Wielesnka 2014, alerta que é papel do terapeuta perceber possíveis efeitos


que a relação terapêutica tem sobre as mudanças comportamentais do
cliente, pois as interações da díade terapeuta-paciente são fundamentais
para a mudança. Sendo necessário identificar aspectos que contribuam
para a construção, manutenção e consequências dessa relação.
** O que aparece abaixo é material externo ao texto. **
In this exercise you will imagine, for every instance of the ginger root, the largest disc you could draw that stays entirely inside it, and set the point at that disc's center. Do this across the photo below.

Notou-se também mudanças em seu repertorio comportamental, adquirindo


dias para si mesma, para seus netos e para praticar exercícios físicos.
Porem inicialmente essas mudanças estavam sobre o controle da
contingência estabelecida pela terapeuta. O que posteriormente se
modificou ficando sobre o controle de esquemas de reforçamento positivo,
fazendo com que a paciente se engajasse nas atividades que despertavam
prazer na mesma.

A paciente relatou que não sentia as sensações de pânico ao sair de casa,


alegando ter ido a vários lugares por conta própria, e até mesmo sentindo-
se bem com isso. Recebeu também pessoas em casa pro jantar e ficou feliz
com isso.

A paciente alegou também, que sua relação com o marido melhorou, após
a saída de seu pai da sua casa, abrindo assim novos esquemas
contingenciais.
Apresentou também mudanças no repertorio comportamental, derivados da
psicoeducação sobre as fases do luto, conforme visto na tabela a seguir:

A princípio suas alegações estavam evidenciadas nos primeiros estágios do


luto, e a medida que o processo terapêutico foi sendo realizado as
mudanças começaram a ocorrer, permitindo-a chegar ao ponto de
aceitação.

Através do diálogo socrático foi possível perceber o que mantinham os


comportamentos de seu pai e esposo baseado em suas descrições,
evidenciando assim a importância do diálogo não apenas como um
questionário, mas como uma fonte de reflexão do indivíduo que avalia e
soluciona a temática levantada.

Por meio da metáfora do funeral, R. afirmou que queria ler em sua lapide:
fui uma boa pessoa, uma lutadora. Ela viveu a vida de um jeito feliz!
Ela sempre sorriu, trabalhou e cuidou dos netos. Mostrando assim
mudança no repertorio verbal apresentado no início do processo.
O emprego de imagens possibilitou que R., falasse das mesmas sem choro
ou tristeza, permitindo-a discriminar os comportamentos desejáveis e não
desejáveis em determinados contextos.

Da técnica de respiração, percebeu-se que auxiliou a mesma em situações


de tensão e emergência acalmando-a e tranquilizando-a.

As sessões que antecederam ao follow-up, foram de extrema importância


pois R., sentia estar voltando à estaca zero, sendo assim a terapeuta
trabalhou com ela sobre recaídas e uso de ferramentas durante o processo.

No follow-up, estava vulnerável devido a estar lidando com situações ruins


com seu pai porem mostrou-se forte e apta a expressar-se diretamente ao
mesmo suas opiniões.

Nota-se que, a opinião de R., a respeito da terapeuta e do processo foi


extremamente importante para o desenvolvimento eficaz do processo
terapêutico.

CONSIDERAÇOES FINAIS

Foi possível analisar funcionalmente os comportamentos depressivos da


mesma baseado em sua história de vida e eventos aversivos, como a
retirada de reforçador decorrente da morte de sua filha.

Em relação a intervenção analítico-comportamental, pode-se afirmar que foi


efetiva pois houve mudanças no repertorio comportamental da mesma,
diminuindo os comportamentos inadequados e aumentando/construindo
novos comportamentos aceitáveis que faziam com que a mesma entrasse
em contato com reforçadores positivos.